For most people the lifeline during an epidemic can turn into a nightmare for some tax time.
According to the Government of Canada, 27.56 million Canada Emergency Response Benefit (CERB) applications As of October 4, more than $ 81.64 billion had been paid to nearly 9 million applicants.
Tax experts with CH Financial Limited, A financial advisory group based in Calgary, told Global News that some Canadians may be surprised to learn that government financial assistance is taxable.
“All of this is fully taxable income and taxable,” said CEO Jeremy Clark.
Clark said depending on what employment and income people have during the year, they will have to face a hefty tax bill.
“CERB, the tax has not been stopped,” he added. “So you have two or three sources of income and not enough tax is withheld.”
“So there may be hundreds – or thousands of dollars to pay in taxes.”
This will definitely be considered when Calgary musician Michael Hope applies for CERB.
Hope is an assistant principal bassist Calgary Philharmonic. The unpacking began in mid-March this year as the Calgary Phil was preparing for a concert.
“Between rehearsals and concerts, we got an email that the concert was canceled, and that all concerts would be canceled for the future,” he said.
He applied for federal assistance a few months later.
“It would have been very difficult without it,” he said. “I made it, but just.”
Hope said he also received a lot of help from his employer and community supporters. Now that Small, virtual concerts are taking place He feels he does not need to apply for federal assistance again.
He was able to save some money coming in now so he wouldn’t be hit with a huge tax bill later, but not everyone knows.
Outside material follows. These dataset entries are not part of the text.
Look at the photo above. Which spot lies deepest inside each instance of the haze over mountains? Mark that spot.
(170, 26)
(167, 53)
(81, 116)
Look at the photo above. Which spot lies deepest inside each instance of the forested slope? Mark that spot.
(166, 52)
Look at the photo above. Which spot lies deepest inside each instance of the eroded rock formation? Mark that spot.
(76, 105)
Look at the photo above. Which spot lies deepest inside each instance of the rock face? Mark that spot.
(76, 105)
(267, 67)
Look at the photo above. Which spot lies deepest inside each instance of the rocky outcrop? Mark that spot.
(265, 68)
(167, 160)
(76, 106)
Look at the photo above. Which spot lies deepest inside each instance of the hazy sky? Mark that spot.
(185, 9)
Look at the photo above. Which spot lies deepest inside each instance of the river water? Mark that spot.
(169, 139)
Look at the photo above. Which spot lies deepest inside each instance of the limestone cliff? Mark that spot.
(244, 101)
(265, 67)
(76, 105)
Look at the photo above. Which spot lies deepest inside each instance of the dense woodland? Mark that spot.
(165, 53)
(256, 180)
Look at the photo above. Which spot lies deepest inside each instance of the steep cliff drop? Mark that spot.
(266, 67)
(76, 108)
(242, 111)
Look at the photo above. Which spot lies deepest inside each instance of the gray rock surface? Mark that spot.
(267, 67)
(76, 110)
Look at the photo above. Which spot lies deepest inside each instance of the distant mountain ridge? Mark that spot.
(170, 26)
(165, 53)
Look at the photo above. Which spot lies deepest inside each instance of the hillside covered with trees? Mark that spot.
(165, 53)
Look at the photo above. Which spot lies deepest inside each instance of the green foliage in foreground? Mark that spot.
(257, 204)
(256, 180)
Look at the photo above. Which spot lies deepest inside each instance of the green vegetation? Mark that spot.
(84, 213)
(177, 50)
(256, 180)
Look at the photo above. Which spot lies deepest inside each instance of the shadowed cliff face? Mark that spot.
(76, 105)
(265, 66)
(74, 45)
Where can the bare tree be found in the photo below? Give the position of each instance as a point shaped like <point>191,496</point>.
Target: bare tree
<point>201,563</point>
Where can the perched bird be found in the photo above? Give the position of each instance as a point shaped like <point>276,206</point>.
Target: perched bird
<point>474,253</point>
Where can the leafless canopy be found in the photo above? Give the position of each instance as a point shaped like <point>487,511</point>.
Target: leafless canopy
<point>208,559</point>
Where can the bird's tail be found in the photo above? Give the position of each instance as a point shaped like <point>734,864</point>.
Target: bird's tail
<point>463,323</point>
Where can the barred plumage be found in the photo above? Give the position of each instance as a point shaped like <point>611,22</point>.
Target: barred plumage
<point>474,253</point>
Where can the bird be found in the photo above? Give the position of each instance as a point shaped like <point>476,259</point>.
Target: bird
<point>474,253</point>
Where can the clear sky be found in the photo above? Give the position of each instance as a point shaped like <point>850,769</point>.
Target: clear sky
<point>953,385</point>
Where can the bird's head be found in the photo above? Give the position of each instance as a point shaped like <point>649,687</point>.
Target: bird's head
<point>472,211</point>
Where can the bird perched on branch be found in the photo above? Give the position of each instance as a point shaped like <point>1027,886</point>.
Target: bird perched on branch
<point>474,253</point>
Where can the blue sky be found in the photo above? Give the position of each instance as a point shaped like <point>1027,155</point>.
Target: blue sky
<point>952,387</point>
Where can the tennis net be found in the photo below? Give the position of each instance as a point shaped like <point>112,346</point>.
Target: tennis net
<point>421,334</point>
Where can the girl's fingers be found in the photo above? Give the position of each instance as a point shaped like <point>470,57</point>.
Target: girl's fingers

“If you do not have the money and you need it to support your family and support you here and now, it’s not quite an option.”
How to avoid – or pay – a huge tax bill
Clark told Global News that it’s as difficult as it gets, that those who receive any kind of income assistance should put away a portion of that money. He suggests 15 to 20 percent, but does any amount.
“It’s always good to save some payment,” he said. “I know times are tough right now, certainly for a variety of reasons in Alberta, but I want to save a little – even 10 or five per cent – just on a rainy day fund, which I always think is good advice for people of any income level.”
For those who can’t keep up anyway, Clark said it’s not too late to start now.
The important thing is, do you pay what you can as soon as the bill arrives?
“Even if it’s two hundred bucks, I suggest you pay for it,” he said.
“And then the interest starts getting the rest of it. If you do not pay anything, you could go into a penalty situation.”
Clark said there is another thing to consider when it comes to taxes this year, and you can not claim from your work from home office expenses.
He hopes that these costs will also play a big role in your taxes, as millions of Canadians continue to work remotely.